UU No. 10 Tahun 2016 mengenai pemilihan gubernur, bupati dan walikota (UU Pilkada) mengatur ancaman pidana yang serius bagi pemilih yang menerima pemberian dari pasangan calon tersebut. Pasal 187A ayat (2), “Pidana yang sama diterapkan kepada pemilih yang dengan sengaja melakukan perbuatan melawan hukum menerima pemberian atau janji sebagaimana dimaksud pada ayat (1)”.

Undang-Undang tersebut mengancam pidana penjara paling singkat 36 bulan dan paling lama 72 bulan dan denda paling sedikit Rp200 juta dan paling banyak satu miliar rupiah bagi setiap orang, termasuk pasangan calon yang memberikan uang atau materi lainnya sebagai imbalan kepada pemilih untuk tidak menggunakan hak pilih, menggunakan hak pilih dengan cara tertentu sehingga suara menjadi tidak sah, “memilih calon tertentu, atau tidak memilih calon tertentu”.
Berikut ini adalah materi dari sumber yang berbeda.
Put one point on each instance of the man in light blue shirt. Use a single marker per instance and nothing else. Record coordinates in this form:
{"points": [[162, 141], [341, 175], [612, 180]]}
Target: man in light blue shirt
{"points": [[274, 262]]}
(Baca juga: Aparatur Negara Wajib Jaga Netralitas dalam Pilkada Serentak).

Agar terhindar dari sanksi itu, gunakanlah hak suara Anda dengan cara yang benar tanpa menerima iming-iming dari pihak manapun. Praktik seperti yang diatur dalam Pasal 187A UU Pilkada di masyarakat kerap dikenal dengan poitik uang. Secara spesifik, ada yang disebut vote buying atau membeli suara. Selain itu, Pasal 73 UU Pilkada mengatur larangan vote buying yang dilakukan oleh pasangan calon, anggota Partai Politik, Tim Kampanye atau relawan.

Menurut ketentuan, calon dan/atau tim Kampanye dilarang menjanjikan dan/atau memberikan uang atau materi lainnya untuk mempengaruhi penyelenggara Pemilihan dan/atau Pemilih. Calon yang terbukti melakukan pelanggaran berdasarkan putusan Bawaslu Provinsi dapat dikenai sanksi administrasi pembatalan sebagai pasangan calon oleh KPU Provinsi atau KPU Kabupaten/Kota. Selanjutnya, Tim Kampanye yang terbukti melakukan pelanggaran berdasarkan putusan pengadilan yang telah mempunyai kekuatan hukum tetap dikenai sanksi pidana sesuai dengan ketentuan peraturan perundang-undangan.

Selain Calon atau Pasangan Calon, anggota Partai Politik, tim kampanye, dan relawan, atau pihak lain juga dilarang dengan sengaja melakukan perbuatan melawan hukum menjanjikan atau memberikan uang atau materi lainnya sebaga iimbalan kepada warga negara Indonesia baik secara langsung ataupun tidak langsung untuk: Mempengaruhi Pemilih untuk tidak menggunakan hak pilih; Menggunakan hak pilih dengan cara tertentu sehingga mengakibatkan suara tidak sah; dan Mempengaruhi untuk memilih calon tertentu atau tidak memilih calon tertentu. Pemberian sanksi administrasi terhadap pelanggaran tidak menggugurkan sanksi pidana.

Komisioner Badan Pengawas Pemilu (Bawaslu), Fritz Edwad Siregar mengatakan bahwa, dalam penegakan hukum Pemilu, masih sering ditemukan adanya hambatan dalam penindakan praktik vote buying. Perspektif penegak hukum di Sentra Penegakkan Hukum terpadu (Gakkumdu) melihat bahwa, perlu dibuktikan terlebih dahulu unsur “mempengaruhi hak pilih”.